Banking group Lloyds will pay fines totalling £218 million to UK and US authorities after yesterday admitting the rigging of interest-rate benchmarks and shortchanging the Bank of England.
The Edinburgh-registered firm said the “manipulation” had occurred between May 2006 and 2009, and stressed the individual employees concerned had since left, been suspended or were subject to disciplinary proceedings.
Around £70m of the fine relates to Lloyds’ attempts to reduce fees due to the Bank of England following its £20 billion bailout at the height of the economic crisis. Lloyds will also pay the Bank £7.8m in compensation for fees lost as a result.
The group said the actions of those responsible were “totally unacceptable and unrepresentative of the cultural changes that the group has implemented”.
In a letter to governor Mark Carney earlier this month but newly-published yesterday, Lloyds chairman Lord Blackwell wrote: “This was truly shocking conduct, undertaken when the bank was on a lifeline of public support”.
In turn, Dr Carney told Lord Blackwell that the Prudential Regulation Authority would consider whether further action should be taken in relation to the firms in question or those individuals involved.
“Such manipulation is highly reprehensible, clearly unlawful and may amount to criminal conduct on the part of the individuals involved,” the governor said.

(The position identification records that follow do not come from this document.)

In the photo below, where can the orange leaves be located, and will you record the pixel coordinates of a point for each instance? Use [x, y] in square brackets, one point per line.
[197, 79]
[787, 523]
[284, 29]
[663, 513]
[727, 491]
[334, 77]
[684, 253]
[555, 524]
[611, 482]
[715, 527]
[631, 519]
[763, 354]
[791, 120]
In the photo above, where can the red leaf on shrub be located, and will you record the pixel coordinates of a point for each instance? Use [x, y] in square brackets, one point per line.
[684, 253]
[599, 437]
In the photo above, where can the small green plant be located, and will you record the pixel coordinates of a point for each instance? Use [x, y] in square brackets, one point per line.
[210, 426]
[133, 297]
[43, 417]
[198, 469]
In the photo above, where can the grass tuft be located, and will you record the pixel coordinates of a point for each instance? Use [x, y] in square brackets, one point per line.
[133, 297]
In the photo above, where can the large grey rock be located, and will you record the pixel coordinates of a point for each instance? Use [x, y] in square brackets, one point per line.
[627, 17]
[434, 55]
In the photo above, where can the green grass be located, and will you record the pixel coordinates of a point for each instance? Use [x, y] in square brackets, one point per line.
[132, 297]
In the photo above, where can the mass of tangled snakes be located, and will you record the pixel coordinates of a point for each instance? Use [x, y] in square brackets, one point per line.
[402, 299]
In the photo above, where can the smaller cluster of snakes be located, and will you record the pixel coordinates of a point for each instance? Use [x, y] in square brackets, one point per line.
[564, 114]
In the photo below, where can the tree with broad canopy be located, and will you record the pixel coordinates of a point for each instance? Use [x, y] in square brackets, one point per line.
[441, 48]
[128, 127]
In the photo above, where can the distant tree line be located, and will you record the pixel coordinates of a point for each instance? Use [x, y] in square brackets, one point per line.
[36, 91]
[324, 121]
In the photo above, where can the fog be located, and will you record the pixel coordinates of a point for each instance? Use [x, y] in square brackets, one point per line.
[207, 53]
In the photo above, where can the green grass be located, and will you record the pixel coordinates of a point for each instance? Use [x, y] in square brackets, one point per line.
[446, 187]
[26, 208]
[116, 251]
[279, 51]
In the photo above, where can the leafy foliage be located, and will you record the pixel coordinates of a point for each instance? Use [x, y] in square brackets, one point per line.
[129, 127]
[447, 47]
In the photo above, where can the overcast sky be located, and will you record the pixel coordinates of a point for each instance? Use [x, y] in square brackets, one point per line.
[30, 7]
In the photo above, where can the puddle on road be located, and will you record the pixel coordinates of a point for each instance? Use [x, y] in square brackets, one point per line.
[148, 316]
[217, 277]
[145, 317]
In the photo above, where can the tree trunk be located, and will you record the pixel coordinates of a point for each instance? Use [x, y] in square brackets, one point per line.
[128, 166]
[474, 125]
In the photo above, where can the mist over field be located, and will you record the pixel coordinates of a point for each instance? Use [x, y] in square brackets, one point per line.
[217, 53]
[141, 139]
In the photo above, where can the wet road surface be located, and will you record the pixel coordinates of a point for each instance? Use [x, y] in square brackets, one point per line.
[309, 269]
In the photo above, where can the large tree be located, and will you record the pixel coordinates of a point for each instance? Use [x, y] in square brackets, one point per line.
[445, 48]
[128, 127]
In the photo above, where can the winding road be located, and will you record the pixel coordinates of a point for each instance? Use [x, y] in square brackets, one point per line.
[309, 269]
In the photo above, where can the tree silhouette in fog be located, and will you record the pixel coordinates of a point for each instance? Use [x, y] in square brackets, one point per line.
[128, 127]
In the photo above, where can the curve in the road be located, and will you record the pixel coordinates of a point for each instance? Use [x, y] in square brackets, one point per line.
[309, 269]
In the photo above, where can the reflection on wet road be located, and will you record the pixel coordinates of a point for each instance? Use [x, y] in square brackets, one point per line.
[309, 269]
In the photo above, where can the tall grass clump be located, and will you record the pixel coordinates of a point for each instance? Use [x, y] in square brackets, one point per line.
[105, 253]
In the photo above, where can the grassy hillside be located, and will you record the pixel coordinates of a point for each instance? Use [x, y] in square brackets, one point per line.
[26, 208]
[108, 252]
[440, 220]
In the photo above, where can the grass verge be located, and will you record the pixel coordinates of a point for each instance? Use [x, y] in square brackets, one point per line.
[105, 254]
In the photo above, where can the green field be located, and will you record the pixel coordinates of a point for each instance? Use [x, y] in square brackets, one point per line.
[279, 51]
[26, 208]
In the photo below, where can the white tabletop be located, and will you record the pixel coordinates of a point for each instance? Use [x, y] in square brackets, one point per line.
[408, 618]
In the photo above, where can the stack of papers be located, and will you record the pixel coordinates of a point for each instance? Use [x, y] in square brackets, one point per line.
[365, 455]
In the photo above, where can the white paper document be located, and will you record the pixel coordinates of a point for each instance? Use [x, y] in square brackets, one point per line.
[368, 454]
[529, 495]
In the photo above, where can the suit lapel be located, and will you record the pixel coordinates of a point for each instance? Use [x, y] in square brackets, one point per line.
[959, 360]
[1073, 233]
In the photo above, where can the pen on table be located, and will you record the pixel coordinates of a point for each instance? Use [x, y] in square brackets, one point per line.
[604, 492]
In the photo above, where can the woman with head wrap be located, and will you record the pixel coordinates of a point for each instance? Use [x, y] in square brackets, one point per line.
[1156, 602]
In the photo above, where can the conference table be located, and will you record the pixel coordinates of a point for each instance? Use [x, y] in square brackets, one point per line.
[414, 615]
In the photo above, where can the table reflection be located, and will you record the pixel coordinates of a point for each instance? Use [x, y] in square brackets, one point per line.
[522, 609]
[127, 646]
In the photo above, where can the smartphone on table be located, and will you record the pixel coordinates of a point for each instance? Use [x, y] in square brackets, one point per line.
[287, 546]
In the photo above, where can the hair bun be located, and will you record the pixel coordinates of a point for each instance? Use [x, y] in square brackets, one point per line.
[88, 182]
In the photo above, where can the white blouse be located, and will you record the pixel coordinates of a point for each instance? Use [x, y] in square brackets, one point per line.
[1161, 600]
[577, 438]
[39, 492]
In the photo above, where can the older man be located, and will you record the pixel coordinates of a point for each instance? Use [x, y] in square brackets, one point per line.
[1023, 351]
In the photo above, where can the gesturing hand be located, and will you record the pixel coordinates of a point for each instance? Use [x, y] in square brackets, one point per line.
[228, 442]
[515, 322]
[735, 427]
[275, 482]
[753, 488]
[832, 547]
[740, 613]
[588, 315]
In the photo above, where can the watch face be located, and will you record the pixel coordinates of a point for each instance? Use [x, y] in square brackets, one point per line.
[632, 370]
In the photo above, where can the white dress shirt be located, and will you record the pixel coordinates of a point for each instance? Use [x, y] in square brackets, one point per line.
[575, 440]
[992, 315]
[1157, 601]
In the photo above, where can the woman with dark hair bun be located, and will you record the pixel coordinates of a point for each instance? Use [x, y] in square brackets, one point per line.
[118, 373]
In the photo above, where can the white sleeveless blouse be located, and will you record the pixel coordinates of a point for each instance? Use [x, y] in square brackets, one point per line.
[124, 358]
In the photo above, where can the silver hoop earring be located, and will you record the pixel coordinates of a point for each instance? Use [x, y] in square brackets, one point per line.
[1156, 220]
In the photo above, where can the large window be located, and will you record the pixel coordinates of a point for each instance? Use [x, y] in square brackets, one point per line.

Chief executive Antnio Horta-Osrio said that he and his management team were determined to make Lloyds “a company of the highest integrity and standards”.
Since the rigging took place Lloyds has closed down most of its investment banking operations and reduced the group’s overseas operations from more than 30 countries to fewer than 10.
“The behaviours identified by these investigations are absolutely unacceptable,” he said.
“We take the findings of these investigations, which relate to issues from some years ago, extremely seriously.
“Together, the board and the group’s management team have taken vigorous action over the last three years to prevent this kind of behaviour, through closing or reducing our legacy investment banking activities.”
Lloyds, in which the taxpayer still holds a 24% stake, is just the latest of the major lenders to be fined for rigging Libor including Barclays and RBS, which were hit with £290m and £391m settlements respectively.
Financial Conduct Authority director of enforcement and financial crime Tracey McDermott said Lloyds’ predecessor companies had been a “significant beneficiary” of bailout funds.
“Colluding to benefit the firms at the expense, ultimately, of the UK taxpayer was unacceptable,” she said.
“This falls well short of the standards the FCA and the market is entitled to expect from regulated firms.”
Lloyds TSB acquired HBOS in 2009 to form the Lloyds Banking Group, but the FCA found the Bank of Scotland had manipulated its sterling and US dollar Libor submissions as a result of at least two management directives in October 2008.
The watchdog added that there was a culture on money market desks of seeking to take a financial advantage wherever possible.
The FCA quoted an example in July 2007 when a manager was informed by a Lloyds trader about a request made to another Lloyds trader for a low Japanese yen Libor.
The Lloyds trader commented that “every little helps . . . ”
The Lloyds manager replied: “Absolutely, every little helps.”